I contacted my friend Dan and posed my dilemma to him. How could I tell if my ports were locked down on a machine which ran IPv6? A number of sites provided port scanners for IPv4, but nobody had a general purpose scanner for IPv6. Hurricane Electric provided one, but only for devices that were on their network. Dan hacked up a primitive IPv6 open port testing site, which uses NMAP to scan an IPv6 visitor for typically vulnerable ports before issuing a simple report. I was pleased to discover that my computer did not answer on any of those commonly attacked ports.
In this process, I discovered that many modern operating systems with IPv6 enabled also come with a set of reasonable host firewall defaults which do not expose listening ports as much as I had expected based on my experience with IPv4. Many hosts with IPv6 enabled by default also come with some very sensible settings to prevent network-launched crimes of opportunity from malicious users.
IPv6 also provides a natural defense against classic portscanning attacks, where an attacker probes for commonly vulnerable ports of every IP address on a subnet.

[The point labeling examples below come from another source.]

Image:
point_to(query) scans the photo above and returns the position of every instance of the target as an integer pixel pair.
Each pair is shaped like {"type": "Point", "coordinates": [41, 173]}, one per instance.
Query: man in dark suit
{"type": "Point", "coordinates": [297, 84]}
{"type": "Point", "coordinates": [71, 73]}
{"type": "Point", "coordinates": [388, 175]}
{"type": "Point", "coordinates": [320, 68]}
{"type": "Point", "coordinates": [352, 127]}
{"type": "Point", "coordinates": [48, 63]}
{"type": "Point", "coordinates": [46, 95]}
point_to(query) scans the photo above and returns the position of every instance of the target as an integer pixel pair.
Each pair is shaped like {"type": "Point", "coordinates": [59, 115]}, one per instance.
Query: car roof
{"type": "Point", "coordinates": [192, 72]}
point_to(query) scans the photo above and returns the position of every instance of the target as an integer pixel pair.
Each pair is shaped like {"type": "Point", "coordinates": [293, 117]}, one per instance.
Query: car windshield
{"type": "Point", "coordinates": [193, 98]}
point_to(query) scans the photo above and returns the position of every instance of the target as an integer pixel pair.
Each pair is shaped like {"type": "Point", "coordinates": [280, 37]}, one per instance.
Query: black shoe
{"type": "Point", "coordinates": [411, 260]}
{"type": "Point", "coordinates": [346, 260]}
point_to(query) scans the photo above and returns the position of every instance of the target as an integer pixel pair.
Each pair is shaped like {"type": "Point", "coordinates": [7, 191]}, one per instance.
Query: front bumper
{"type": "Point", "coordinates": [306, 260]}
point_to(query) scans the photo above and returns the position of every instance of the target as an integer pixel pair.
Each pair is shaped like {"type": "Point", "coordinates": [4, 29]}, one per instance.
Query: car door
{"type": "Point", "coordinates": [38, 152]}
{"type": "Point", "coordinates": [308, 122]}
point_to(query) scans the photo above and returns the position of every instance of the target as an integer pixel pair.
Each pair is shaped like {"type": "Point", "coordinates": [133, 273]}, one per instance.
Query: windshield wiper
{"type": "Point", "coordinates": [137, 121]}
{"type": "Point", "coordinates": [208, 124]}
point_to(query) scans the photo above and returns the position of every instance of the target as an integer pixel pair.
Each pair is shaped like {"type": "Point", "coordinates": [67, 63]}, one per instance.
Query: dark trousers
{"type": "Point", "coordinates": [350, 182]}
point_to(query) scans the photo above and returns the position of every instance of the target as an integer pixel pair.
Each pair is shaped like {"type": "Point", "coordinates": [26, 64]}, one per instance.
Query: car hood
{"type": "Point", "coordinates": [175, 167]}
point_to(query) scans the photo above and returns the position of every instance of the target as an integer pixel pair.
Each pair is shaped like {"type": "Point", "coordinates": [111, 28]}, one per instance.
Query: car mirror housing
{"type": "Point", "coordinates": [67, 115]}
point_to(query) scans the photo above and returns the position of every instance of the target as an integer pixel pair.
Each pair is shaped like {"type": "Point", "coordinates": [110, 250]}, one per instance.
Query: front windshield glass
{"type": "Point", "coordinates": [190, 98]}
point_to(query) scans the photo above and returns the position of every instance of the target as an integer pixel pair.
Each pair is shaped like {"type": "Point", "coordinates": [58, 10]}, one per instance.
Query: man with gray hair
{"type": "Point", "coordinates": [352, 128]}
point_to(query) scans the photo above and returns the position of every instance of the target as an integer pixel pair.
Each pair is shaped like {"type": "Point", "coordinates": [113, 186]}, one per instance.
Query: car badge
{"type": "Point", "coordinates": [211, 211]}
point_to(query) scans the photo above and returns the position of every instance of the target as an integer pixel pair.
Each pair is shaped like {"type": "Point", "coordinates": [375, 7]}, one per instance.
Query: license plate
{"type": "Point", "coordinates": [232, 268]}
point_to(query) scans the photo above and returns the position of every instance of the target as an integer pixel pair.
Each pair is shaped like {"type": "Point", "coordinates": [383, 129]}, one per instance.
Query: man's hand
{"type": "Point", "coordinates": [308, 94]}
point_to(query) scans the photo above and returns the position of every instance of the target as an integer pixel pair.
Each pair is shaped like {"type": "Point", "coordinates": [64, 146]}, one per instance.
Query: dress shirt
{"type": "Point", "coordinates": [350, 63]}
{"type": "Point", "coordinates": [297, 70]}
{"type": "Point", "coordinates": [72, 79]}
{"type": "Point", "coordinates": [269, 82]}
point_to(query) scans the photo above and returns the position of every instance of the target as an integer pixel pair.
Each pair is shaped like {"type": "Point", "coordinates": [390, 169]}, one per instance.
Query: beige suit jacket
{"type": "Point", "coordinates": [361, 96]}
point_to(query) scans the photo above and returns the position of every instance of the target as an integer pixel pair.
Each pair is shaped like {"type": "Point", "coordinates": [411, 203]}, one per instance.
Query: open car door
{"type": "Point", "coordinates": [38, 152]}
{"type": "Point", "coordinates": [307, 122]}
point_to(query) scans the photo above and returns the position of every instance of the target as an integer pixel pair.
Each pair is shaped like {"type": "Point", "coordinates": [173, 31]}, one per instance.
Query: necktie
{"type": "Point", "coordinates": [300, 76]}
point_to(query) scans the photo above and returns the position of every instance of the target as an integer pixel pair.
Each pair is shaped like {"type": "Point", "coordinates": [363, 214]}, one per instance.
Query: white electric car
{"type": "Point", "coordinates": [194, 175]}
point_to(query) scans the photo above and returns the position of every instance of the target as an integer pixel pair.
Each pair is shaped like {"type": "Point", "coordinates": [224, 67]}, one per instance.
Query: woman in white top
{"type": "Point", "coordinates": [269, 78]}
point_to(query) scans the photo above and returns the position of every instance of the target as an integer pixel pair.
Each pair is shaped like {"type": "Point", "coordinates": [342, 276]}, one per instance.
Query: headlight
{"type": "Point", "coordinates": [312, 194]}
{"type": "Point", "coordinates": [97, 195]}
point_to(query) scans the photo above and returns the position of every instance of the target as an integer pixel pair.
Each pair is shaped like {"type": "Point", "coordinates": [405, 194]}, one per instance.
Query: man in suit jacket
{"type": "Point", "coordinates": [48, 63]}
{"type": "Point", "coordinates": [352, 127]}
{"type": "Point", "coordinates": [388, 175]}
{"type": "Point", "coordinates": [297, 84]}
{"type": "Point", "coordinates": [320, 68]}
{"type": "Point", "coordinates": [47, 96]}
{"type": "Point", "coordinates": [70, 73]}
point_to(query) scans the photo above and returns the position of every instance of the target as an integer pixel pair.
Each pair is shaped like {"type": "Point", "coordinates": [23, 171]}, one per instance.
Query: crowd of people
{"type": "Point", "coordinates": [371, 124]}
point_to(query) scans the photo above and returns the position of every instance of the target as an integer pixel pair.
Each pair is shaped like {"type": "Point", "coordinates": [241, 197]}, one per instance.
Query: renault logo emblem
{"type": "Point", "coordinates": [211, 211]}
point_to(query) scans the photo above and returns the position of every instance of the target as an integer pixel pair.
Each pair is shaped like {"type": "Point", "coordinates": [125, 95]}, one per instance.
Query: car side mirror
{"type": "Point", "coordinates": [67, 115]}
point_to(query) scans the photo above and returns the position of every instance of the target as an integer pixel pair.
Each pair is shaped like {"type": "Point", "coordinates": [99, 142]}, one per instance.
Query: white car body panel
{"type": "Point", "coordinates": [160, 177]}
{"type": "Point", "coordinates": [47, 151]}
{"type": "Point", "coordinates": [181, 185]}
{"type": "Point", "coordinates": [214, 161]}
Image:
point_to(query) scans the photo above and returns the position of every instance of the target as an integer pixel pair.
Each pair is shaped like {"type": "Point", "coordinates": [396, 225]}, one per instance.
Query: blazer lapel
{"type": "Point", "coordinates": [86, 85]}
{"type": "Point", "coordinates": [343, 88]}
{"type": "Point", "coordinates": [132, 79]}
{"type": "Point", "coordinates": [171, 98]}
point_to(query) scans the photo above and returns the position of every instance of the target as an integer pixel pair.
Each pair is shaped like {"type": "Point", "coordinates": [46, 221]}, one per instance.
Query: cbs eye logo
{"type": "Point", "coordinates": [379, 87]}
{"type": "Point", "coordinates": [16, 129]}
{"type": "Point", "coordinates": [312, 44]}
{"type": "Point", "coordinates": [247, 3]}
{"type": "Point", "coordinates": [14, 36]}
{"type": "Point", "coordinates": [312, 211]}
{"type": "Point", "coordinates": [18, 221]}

For densely packed IPv4 service provider networks with one IP address assigned per typical user, a few thousand probes across a known DSL or cable subnet can yield a rich collection of potential targets. Since the address space of IPv6 is so much larger and sparsely populated than IPv4, blind portscanning of subnets becomes impractical since a typical IPv6 subnet contains quintillions of addresses hosting a relatively small number of end devices.
From my home network, I can successfully ping or traceroute to some IPv6 hosts, but I cannot subsequently open a web page or use other applications with it. How can this be? Maximum Transmission Unit (MTU) gotchas…
There is a subtle difference between IPv4 and IPv6 fragmentation strategies. IPv4 routers fragment traffic in the network when needed and then the receiving host reassembles those fragments. This generally works well, but there are a number of potential issues. Because of these issues, the IETF developed means for higher layer protocols such as TCP to determine the smallest MTU on a path and send appropriately sized datagrams in order to avoid fragmentation. The IPv6 designers presumed the presence of this Path MTU Discovery so that in IPv6, fragmentation no longer happens in the network but only at the hosts – and then only in special cases in that absolutely require it.